フォーレ的な夜は、ホフマンやシューマンの幻想的な夜のように悪夢や暗黒の錯乱やサバトに身を捧げているのではない。しかしながら、フォーレ的な夜は、夢のない眠りや、無意識のむなしさに満たされているのでもない。
(ウラディーミル・ジャンケレヴィチ)
フォーレの音楽は、「夜」に支配されているとジャンケレヴィチは言う。
「夜想曲」に限らず、確かに彼の音楽には得も言われぬ幻想、夢の中にいるかのような錯覚を起こさせる不思議な匂いがある。

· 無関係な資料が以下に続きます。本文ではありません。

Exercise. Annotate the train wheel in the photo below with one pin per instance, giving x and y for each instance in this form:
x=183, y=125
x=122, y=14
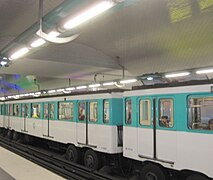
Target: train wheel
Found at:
x=153, y=172
x=15, y=136
x=91, y=160
x=9, y=134
x=196, y=176
x=72, y=154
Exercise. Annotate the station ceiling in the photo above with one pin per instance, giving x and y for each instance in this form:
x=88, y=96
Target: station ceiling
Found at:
x=144, y=36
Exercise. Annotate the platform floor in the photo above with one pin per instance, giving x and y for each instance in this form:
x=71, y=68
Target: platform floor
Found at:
x=13, y=166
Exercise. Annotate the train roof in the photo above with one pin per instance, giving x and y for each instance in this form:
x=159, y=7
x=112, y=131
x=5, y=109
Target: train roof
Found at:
x=172, y=88
x=74, y=95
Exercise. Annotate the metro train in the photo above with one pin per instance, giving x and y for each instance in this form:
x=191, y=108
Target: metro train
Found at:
x=160, y=129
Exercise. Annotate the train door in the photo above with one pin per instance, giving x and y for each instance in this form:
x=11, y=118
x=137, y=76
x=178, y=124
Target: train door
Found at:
x=146, y=127
x=166, y=135
x=9, y=113
x=82, y=123
x=25, y=115
x=156, y=130
x=48, y=116
x=4, y=112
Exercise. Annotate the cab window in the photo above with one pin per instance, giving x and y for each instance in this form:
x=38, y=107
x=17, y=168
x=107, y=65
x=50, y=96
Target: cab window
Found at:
x=166, y=113
x=200, y=113
x=16, y=110
x=36, y=110
x=81, y=111
x=10, y=112
x=128, y=111
x=66, y=111
x=25, y=110
x=93, y=111
x=106, y=111
x=145, y=112
x=49, y=110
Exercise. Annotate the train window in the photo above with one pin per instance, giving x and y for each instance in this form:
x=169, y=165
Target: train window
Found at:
x=166, y=113
x=93, y=115
x=36, y=110
x=66, y=111
x=49, y=111
x=25, y=110
x=16, y=110
x=128, y=111
x=106, y=111
x=81, y=111
x=145, y=112
x=200, y=113
x=10, y=112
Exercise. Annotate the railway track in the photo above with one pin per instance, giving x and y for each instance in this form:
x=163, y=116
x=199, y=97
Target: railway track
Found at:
x=54, y=163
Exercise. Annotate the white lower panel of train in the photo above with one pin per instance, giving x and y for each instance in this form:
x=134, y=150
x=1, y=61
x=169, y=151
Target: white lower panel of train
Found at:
x=174, y=149
x=102, y=138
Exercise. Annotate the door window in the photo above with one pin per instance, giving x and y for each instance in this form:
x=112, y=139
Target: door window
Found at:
x=36, y=110
x=145, y=112
x=66, y=111
x=106, y=111
x=128, y=111
x=93, y=111
x=16, y=110
x=166, y=113
x=81, y=111
x=200, y=113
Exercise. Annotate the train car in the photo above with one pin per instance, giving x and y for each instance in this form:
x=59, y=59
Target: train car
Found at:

例えば、夏の匂いを漂わせる(?)「舟歌」—「夜想曲」と同じくフォーレの全生涯に亘って創作された「舟歌」にも、僕はほんの少しだが暗い官能を感じる。
ジャン・ユボーのピアノは明朗だ。ほとんどガブリエル・フォーレの心情をそっくりなぞるかのように優しく明るいのだ。中でも後期に属する第12番変ホ長調作品106bisの軽やかでありながら晩年の愁い、透明感に通じる音調に僕は心が動く。
「舟歌第12番」の中心主題は未刊のまま放置されていたかなり以前の作品からとられたものと判断されるが、事実晩年のフォーレはこのような青年期の埋もれていた作品を活用する方法をしばしば用いている。彼は積極的にかつてのこのような主題を取り上げて、第3期の様式の中で新たな生命を与えているのである。
~ジャン=ミシェル・ネクトゥー著/大谷千正編訳「ガブリエル・フォーレ」(新評論)P197
ちなみに、戦争(第一次世界大戦)がフォーレに与えた影響は重大なものだったそうだ。
怒りが内燃する破壊力(?)の片鱗は確かに第11番ト短調作品105や第12番変ホ長調作品106bisにも(虚ろに)聴きとれる。
音楽とは現実を描くものなのか、あるいはただの幻想なのか。
虚実両方を醸すフォーレの音楽の美しさ。そして、その音調を見事に音化するユボーの誠実さ。